Research News

Mon, 10/29/2018 | New FET Flagship Project OpenSuperQ

Ten international partners from academia and industry - including the Quantum Device Lab -  will collaborate in a unique research endeavour to build a hybrid high-performance quantum computer. The new EU project OpenSuperQ (An Open Superconducting Quantum Computer), under the coordination of Saarland University, is part of the large-scale FET Flagship Initiative on Quantum Technologies. This unprecedented €1 billion initiative is funded by the European Commission and brings together experienced partners from across the EU.

Wed, 06/13/2018 | Deterministic quantum state transfer and remote entanglement using microwave photons

Sharing information over computer networks for private, business or science-related communication is part of our everyday lives. In the future, we may use protocols based on quantum physics to realize secure communication or to perform distributed quantum information processing exceeding the capabilities of classical computers and communication networks. In our work, we take a key step toward a future quantum network by realizing a fully deterministic quantum communication protocol between two remote superconducting quantum circuits. We accomplish this protocol by emitting a single, time-symmetric, itinerant microwave photon from one node of the network and absorb at another one to transmit a quantum bit of information and establish entanglement between two distant quantum nodes on-demand.

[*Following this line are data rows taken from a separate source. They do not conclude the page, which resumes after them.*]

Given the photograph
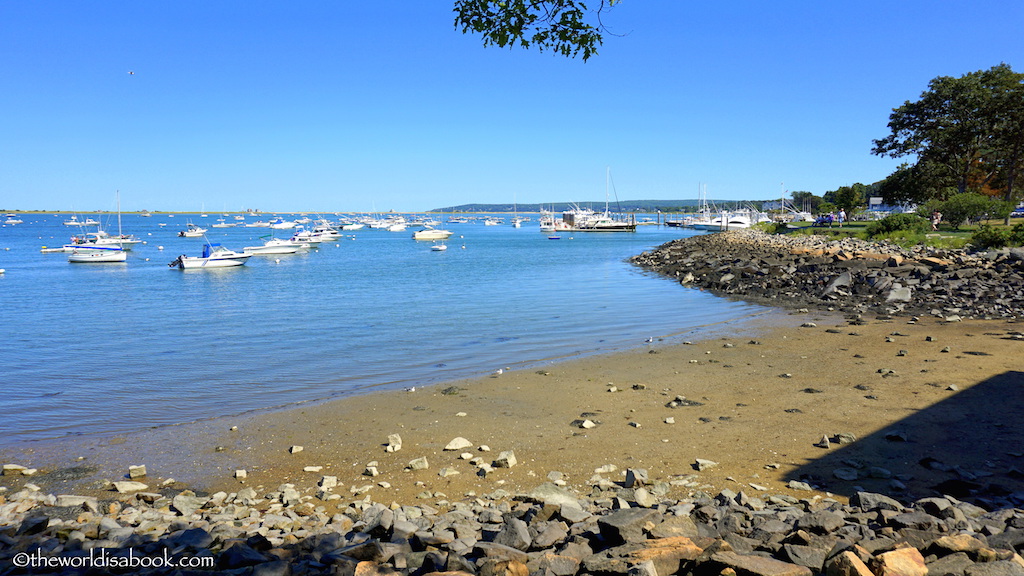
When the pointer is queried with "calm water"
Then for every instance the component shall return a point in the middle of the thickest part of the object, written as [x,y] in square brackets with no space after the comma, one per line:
[114,347]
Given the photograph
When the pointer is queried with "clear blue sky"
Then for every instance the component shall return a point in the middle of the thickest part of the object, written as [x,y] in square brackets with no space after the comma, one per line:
[327,106]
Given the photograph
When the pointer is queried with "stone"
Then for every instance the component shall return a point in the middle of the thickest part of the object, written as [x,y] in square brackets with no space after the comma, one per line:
[901,562]
[847,564]
[186,502]
[129,486]
[701,464]
[393,443]
[758,566]
[627,525]
[506,459]
[458,443]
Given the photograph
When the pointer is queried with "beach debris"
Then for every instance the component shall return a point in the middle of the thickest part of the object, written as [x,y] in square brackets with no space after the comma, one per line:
[702,464]
[17,469]
[129,486]
[681,401]
[393,443]
[458,443]
[506,459]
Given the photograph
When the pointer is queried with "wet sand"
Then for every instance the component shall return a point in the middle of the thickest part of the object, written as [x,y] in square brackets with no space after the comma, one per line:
[758,401]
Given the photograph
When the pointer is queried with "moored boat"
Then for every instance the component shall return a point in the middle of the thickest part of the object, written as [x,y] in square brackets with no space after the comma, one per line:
[97,255]
[214,255]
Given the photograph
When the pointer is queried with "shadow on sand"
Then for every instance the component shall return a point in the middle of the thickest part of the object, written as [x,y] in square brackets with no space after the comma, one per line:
[970,446]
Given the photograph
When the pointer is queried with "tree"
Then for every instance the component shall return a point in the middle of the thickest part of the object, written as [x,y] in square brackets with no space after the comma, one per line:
[966,132]
[848,198]
[556,25]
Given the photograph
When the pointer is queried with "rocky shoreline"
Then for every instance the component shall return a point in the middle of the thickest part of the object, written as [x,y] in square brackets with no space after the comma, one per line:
[623,527]
[849,275]
[620,521]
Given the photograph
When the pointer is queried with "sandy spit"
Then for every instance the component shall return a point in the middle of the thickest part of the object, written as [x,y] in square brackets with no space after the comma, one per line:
[933,406]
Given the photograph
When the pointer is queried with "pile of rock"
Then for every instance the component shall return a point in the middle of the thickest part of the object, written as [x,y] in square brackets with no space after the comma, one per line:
[850,275]
[550,532]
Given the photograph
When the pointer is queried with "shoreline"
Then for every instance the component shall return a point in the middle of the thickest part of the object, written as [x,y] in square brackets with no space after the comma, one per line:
[758,401]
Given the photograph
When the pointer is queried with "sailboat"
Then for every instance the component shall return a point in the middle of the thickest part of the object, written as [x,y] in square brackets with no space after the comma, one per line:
[102,239]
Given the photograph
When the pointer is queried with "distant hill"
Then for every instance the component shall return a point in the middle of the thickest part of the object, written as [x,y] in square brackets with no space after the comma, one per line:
[623,206]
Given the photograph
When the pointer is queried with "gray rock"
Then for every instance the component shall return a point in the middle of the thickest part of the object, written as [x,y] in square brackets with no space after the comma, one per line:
[626,525]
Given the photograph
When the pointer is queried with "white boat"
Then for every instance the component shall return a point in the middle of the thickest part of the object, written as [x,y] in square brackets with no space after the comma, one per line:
[214,255]
[102,239]
[306,238]
[431,234]
[192,231]
[732,220]
[97,255]
[282,223]
[275,246]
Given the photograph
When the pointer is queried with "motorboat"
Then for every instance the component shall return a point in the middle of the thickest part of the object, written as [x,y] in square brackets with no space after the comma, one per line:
[192,231]
[97,255]
[214,255]
[275,246]
[282,223]
[431,234]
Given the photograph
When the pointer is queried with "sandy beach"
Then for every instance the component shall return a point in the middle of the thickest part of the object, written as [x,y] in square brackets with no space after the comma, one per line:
[927,401]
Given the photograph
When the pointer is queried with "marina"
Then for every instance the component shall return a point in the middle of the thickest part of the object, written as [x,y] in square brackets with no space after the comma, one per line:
[369,311]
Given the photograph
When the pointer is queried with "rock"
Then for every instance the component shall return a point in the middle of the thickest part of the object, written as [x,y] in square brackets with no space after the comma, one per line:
[901,562]
[636,477]
[626,525]
[506,459]
[701,464]
[129,486]
[85,502]
[458,443]
[186,502]
[847,564]
[393,443]
[758,566]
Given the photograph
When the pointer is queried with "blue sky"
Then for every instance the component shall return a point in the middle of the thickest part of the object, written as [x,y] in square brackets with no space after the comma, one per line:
[327,106]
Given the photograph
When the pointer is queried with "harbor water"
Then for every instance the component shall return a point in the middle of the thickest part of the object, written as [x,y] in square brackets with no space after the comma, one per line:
[100,348]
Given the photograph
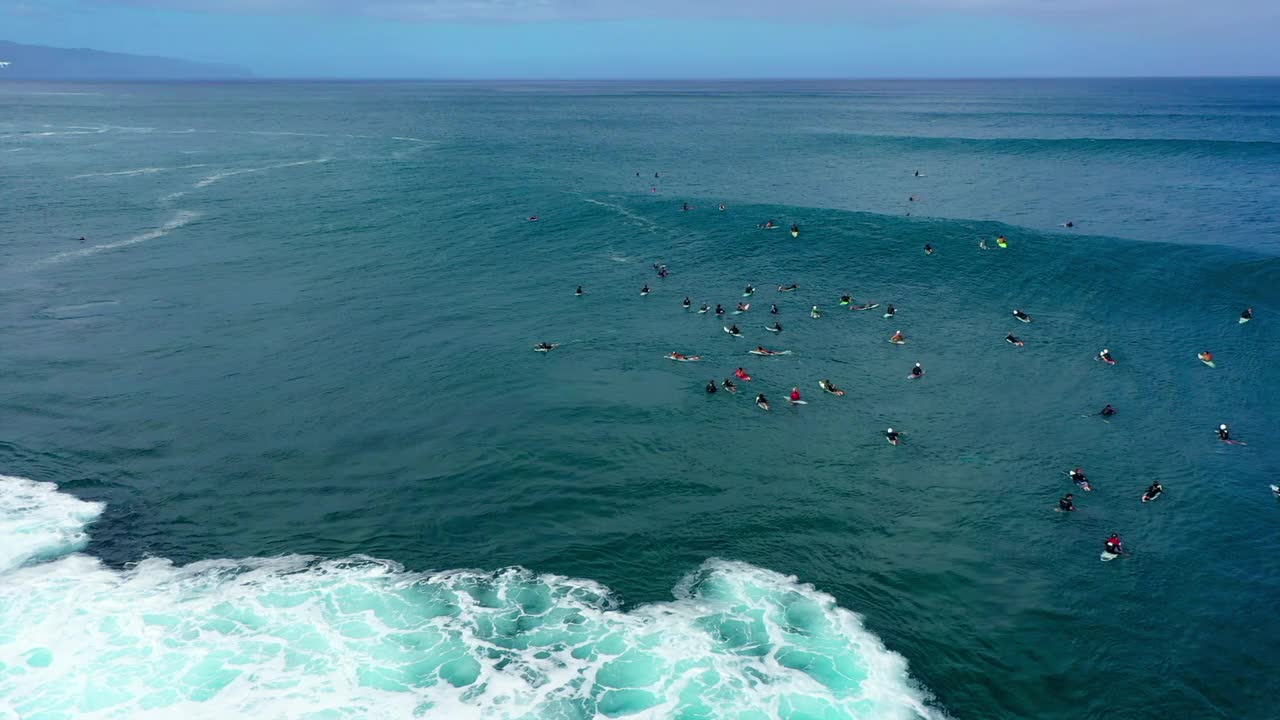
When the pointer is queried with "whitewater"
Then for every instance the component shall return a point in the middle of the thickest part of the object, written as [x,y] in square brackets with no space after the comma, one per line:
[359,637]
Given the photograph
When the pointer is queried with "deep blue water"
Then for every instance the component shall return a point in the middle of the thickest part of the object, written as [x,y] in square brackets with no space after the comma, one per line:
[300,442]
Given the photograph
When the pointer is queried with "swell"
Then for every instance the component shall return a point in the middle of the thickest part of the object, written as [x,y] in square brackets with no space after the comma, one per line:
[1066,146]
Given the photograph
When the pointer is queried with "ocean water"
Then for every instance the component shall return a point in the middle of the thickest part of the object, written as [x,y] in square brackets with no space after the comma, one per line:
[273,441]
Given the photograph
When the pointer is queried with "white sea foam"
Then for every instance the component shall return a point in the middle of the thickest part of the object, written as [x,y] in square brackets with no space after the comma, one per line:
[216,177]
[639,219]
[359,638]
[40,523]
[136,172]
[179,219]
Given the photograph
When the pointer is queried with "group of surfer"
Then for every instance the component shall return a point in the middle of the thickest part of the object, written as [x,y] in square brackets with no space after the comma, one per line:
[1112,547]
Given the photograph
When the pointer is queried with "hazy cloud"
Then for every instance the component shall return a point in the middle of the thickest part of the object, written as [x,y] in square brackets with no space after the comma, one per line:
[1188,14]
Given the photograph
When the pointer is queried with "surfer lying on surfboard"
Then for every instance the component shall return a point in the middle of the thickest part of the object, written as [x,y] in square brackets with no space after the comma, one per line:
[1152,492]
[830,387]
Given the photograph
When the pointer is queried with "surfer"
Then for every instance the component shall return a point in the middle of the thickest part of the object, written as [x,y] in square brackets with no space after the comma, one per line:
[1153,491]
[1112,545]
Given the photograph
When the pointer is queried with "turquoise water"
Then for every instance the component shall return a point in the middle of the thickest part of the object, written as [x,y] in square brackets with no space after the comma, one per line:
[274,441]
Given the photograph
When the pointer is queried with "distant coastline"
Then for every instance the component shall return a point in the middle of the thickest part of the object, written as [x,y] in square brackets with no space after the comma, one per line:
[36,62]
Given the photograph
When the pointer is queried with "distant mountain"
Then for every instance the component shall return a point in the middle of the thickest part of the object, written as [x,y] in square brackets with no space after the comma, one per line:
[35,62]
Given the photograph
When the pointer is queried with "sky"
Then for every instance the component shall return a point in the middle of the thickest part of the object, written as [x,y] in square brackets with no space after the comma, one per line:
[672,39]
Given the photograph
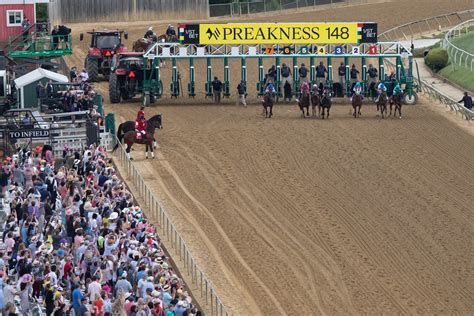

Article: P. Kurpiers, P. Magnard, T. Walter, B. Royer, M. Pechal, J. Heinsoo, Y. Salathé, A. Akin, S. Storz, J. - C. Besse, S. Gasparinetti, A. Blais, and A. Wallraff, Nature 558, 264-267 (2018)

Tue, 04/03/2018 | Single-Shot Quantum Non-Demolition Detection of Individual Itinerant Microwave Photons

Information is often transmitted using electromagnetic radiation, the quantum units of which are photons. In the microwave regime, detecting single itinerant photons at the receiving end of a transmission channel is challenging since microwave photons possess 5 orders of magnitude less energy than their optical counterparts.

In this work, we show how to transfer the information content of  a propagating photon into an excitation of a stationary qubit. By reading out the state of the latter, we acquire knowledge about the photon’s presence without destroying it. This ‘non-demolition’ aspect opens up new possibilities of detecting the photon in flight while allowing it to travel on towards another destination. Such schemes are potentially useful for realizing logic gates between propagating photons and for creating quantum networks.

Article: J. - C. Besse, S. Gasparinetti, M. C. Collodo, T. Walter, P. Kurpiers, M. Pechal, C. Eichler, and A. Wallraff, Phys. Rev. X 8, 021003 (2018)

Fri, 03/02/2018 | Studying light-harvesting models with superconducting circuits

Anton Potočnik together with his colleagues from the Quantum Device Lab and collaborators from the University of Cambridge and Princeton University shows how superconducting quantum circuits can be used to obtain insights into light-harvesting models.

Mon, 10/16/2017 | Correlations and entanglement of microwave photons emitted in a cascade decay

In the '70s, atomic cascades were used as the first sources of polarization-entangled photon pairs, making it possible to test nonlocal aspects of quantum mechanics for the first time. In our experiment, we have provided a new perspective on cascade decay by engineering a setting that is hardly reachable in the realm of atomic physics, namely, one in which a single emitter is coherently excited and decays into individual, well-defined, continuously monitored field modes. Our emitter is an artificial atom with transition frequencies in the microwave domain, stongly coupled to a one-dimensional waveguide. The emitter is prepared in a coherent superposition of the ground and second-excited state; when it decays, the coherence of its state is mapped onto two itinerant photonic modes, which we characterize using nearly-quantum-limited linear amplifiers. The ability to generate entanglement between spatially separated, itinerant radiation fields, as demonstrated in our experiment, is essential to quantum information distribution protocols.